KUALA LUMPUR: Several ministries are working around the clock to help resolve the toxic crisis in Pasir Gudang.
Ministers in charge of environment, defence, health, education and agriculture yesterday provided an update to the Dewan Rakyat on the measures taken to assuage the situation which has been deemed as critical.
Deputy Energy, Science, Technology, Environment and Climate Change Minister Munirah Majilis said assets from other states had been mobilised to Johor to carry out investigation into 254 chemical factories in Pasir Gudang within the next three days.
Munirah said 29 investigators from Johor Department of Environment (DoE), for instance, had been divided into six teams tasked with the probe.
"The (Federal) DoE has been instructed to get additional help from other states. As of now, there are 13 teams made up of 40 investigators from other states are on the ball since early today.
"The police have also erected blockades within the area (district) to monitor the movement of illegal solid waste.
"The DoE will carry out a continuous sampling of water from at least three locations of illegal toxic dumping site at the headwaters and river streams of Sungai Kim Kim," Munirah said during debate on the extraordinary motion tabled by Hassan Abdul Karim (Pasir Gudang-PH) at the parliament today on whether there would be a need to declare a state of emergency.
Munirah also said Petronas also played a role in the operation through the use of its "air dispersal modular" which could have determine the toxic vaporisation, among others.
She also said four additional contractors have been hired for cleaning-up works
Defence Minister Mohamad Sabu said the army's chemical, biological, radioactive, nuclear, explosive (CBRNE) team is currently working to locate, identify and dispose the toxic source.
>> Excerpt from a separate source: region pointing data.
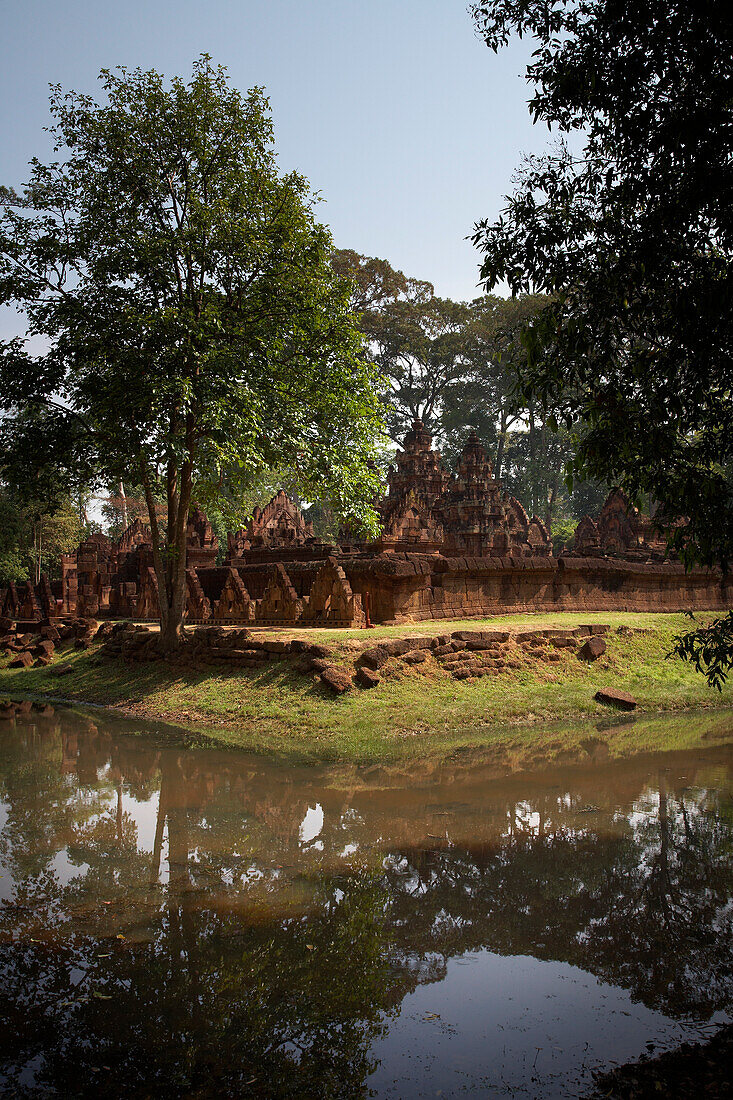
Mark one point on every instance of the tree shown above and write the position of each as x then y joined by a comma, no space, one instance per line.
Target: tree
196,329
487,399
415,340
633,238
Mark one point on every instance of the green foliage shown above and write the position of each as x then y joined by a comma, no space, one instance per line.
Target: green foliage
457,367
633,240
710,649
198,333
13,567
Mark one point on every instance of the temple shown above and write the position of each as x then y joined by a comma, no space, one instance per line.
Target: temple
451,547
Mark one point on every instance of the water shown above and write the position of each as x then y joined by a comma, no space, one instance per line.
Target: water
197,923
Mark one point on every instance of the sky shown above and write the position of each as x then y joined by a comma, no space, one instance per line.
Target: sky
403,120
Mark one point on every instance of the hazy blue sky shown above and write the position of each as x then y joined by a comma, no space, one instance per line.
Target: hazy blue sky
405,122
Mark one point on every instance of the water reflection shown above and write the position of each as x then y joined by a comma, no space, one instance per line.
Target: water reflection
198,923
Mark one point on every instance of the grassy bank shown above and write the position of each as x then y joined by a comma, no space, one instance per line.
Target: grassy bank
415,711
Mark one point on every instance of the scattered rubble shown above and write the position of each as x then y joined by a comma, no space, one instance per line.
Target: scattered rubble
613,696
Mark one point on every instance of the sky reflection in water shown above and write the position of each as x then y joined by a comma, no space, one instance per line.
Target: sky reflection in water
203,923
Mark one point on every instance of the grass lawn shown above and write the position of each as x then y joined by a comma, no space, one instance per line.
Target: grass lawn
415,711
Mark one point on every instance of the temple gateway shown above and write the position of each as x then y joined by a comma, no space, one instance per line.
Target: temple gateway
451,547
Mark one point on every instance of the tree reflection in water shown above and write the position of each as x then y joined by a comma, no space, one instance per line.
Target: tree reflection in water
258,959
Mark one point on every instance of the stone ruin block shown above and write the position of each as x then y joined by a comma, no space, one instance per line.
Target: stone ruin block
331,601
197,605
280,602
234,602
148,605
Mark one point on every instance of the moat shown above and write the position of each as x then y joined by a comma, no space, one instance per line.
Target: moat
194,922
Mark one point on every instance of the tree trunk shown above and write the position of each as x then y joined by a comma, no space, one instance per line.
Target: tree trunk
170,557
501,448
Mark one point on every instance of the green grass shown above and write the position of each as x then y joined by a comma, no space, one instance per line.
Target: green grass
414,712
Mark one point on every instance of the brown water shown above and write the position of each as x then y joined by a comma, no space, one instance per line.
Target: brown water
198,923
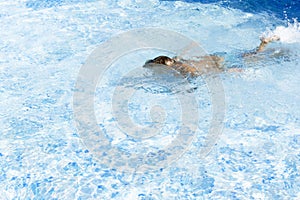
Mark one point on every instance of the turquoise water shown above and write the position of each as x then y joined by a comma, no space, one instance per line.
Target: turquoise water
44,44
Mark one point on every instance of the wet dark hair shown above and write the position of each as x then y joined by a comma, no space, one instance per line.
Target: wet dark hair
163,60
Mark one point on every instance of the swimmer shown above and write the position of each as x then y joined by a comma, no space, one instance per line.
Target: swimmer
205,64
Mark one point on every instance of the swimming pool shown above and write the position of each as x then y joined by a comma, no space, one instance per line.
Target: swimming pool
43,154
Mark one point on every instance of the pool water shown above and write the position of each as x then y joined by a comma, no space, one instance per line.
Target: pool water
43,46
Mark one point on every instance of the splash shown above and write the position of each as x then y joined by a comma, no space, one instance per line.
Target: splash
289,34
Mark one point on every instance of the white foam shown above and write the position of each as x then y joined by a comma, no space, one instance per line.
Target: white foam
289,34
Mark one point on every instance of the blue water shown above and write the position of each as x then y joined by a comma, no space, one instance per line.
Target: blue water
43,46
282,9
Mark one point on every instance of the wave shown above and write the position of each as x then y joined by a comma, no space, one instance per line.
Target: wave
288,34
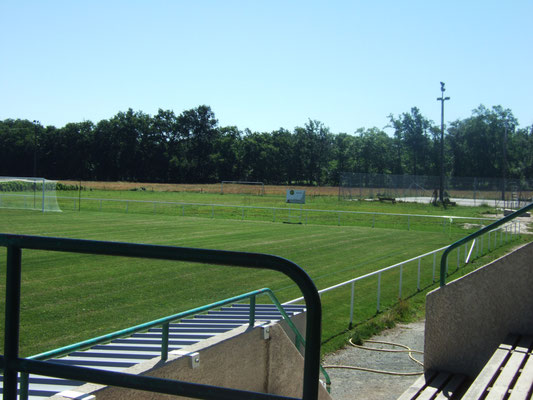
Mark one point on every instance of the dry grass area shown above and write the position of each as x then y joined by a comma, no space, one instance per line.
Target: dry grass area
204,188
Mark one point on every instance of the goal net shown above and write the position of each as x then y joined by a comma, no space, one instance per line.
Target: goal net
28,193
242,187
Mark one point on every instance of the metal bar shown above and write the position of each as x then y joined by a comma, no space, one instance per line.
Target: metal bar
474,235
379,291
351,305
24,386
368,275
434,265
164,341
218,257
418,278
401,273
12,321
251,319
470,252
138,328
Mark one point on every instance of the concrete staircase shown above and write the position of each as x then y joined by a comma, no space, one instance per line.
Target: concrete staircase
127,352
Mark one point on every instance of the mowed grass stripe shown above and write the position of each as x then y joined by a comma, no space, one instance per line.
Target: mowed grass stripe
70,297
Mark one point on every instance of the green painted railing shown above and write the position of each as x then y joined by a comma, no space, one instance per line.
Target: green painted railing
475,235
12,364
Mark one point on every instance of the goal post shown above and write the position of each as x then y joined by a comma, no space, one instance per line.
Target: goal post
28,193
242,187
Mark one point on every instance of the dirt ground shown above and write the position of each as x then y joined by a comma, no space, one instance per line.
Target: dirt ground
359,385
205,188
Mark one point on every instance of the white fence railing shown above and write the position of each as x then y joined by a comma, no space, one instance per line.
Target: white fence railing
274,214
479,247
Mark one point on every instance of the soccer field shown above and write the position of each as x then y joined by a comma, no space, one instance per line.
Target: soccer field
69,297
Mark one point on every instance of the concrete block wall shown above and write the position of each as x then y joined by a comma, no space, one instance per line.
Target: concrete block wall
468,318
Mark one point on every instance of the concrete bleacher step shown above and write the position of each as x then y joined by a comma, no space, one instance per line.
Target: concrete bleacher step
121,354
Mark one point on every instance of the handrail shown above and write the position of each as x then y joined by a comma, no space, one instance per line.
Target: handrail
83,345
474,235
13,364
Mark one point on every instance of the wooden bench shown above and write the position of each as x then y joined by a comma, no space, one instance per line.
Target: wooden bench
509,371
436,385
507,375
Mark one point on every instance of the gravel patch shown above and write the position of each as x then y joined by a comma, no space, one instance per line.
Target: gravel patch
347,384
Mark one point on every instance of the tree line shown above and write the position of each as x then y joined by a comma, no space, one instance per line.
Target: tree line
192,148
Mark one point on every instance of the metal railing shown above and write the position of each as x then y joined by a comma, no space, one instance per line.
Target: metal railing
12,364
473,236
507,234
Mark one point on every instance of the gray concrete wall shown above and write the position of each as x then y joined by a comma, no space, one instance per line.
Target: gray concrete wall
469,317
241,359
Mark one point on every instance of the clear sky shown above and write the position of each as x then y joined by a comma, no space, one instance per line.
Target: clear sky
263,65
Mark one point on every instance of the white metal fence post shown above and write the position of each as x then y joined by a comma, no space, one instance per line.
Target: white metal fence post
434,265
351,304
418,278
401,273
379,290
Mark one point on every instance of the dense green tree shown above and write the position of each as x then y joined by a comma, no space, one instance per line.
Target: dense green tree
477,142
411,130
192,148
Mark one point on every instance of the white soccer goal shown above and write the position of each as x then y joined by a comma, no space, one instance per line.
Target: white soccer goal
242,187
28,193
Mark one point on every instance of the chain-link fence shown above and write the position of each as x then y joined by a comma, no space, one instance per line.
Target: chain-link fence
423,188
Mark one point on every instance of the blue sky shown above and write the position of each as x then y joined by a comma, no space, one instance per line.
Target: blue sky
263,65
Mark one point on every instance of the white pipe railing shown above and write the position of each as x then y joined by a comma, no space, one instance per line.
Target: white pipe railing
512,229
300,214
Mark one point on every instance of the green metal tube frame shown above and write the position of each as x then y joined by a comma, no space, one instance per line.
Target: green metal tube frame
474,235
12,364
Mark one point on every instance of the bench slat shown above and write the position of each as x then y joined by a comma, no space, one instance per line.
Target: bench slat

"The emergency combat unit is also on location. The situation is serious.
"The army stands ready, at any given time or necessity, to be there and work hard until the situation is back to normal."
Education Minister Maszlee Malik said apart from ensuring the safety of school children in the vicinity, the ministry would aid those affected by the crisis in monetary compensation.
"Students who were treated in hospitals will be insured under Takaful Insurance Malaysia and the ministry will aid them in making claims.
"We have also mobilised our machinery from the state and district education departments to monitor the movement of school staff and children over concerns for their wellbeing."
He said the Johor State Disaster Management Committee had assisted the education ministry in managing related agencies.
"(For instance) we had worked together in managing the victims by converting the Taman Pasir Putih and Taman Mawar community halls as treatment operations centres."
Health Minister Datuk Seri Dr Dzulkefly Ahmad said as of now, a total of 1,568 cases of victims poisoned by the fumes had been reported.
Out of the number, 1,171 victims received outpatient treatment, 397 warded, including 13 being admitted into intensive care units.
Six psycho-social response teams had been mobilised to provide emotional support help counsel traumatised patients, and checks on food in the district to ensure safe consumption.
"As of now, only seven patients remain in the ICUs. Seventy patients (from the wards) had been discharged.
"We are also carrying our risk evaluation on water catchment areas as a pre-emptive measure. R95 masks are also being distributed because the (toxic) is oil-based solvent."
Dr Dzulkefly said so far no death had been reported.
"Do not believe in rumours about deaths. Please refer to official statements."
Agriculture and Agro-based Industry Minister Datuk Salahuddin Ayub said agencies under his ministry had been working to provide support in the crisis.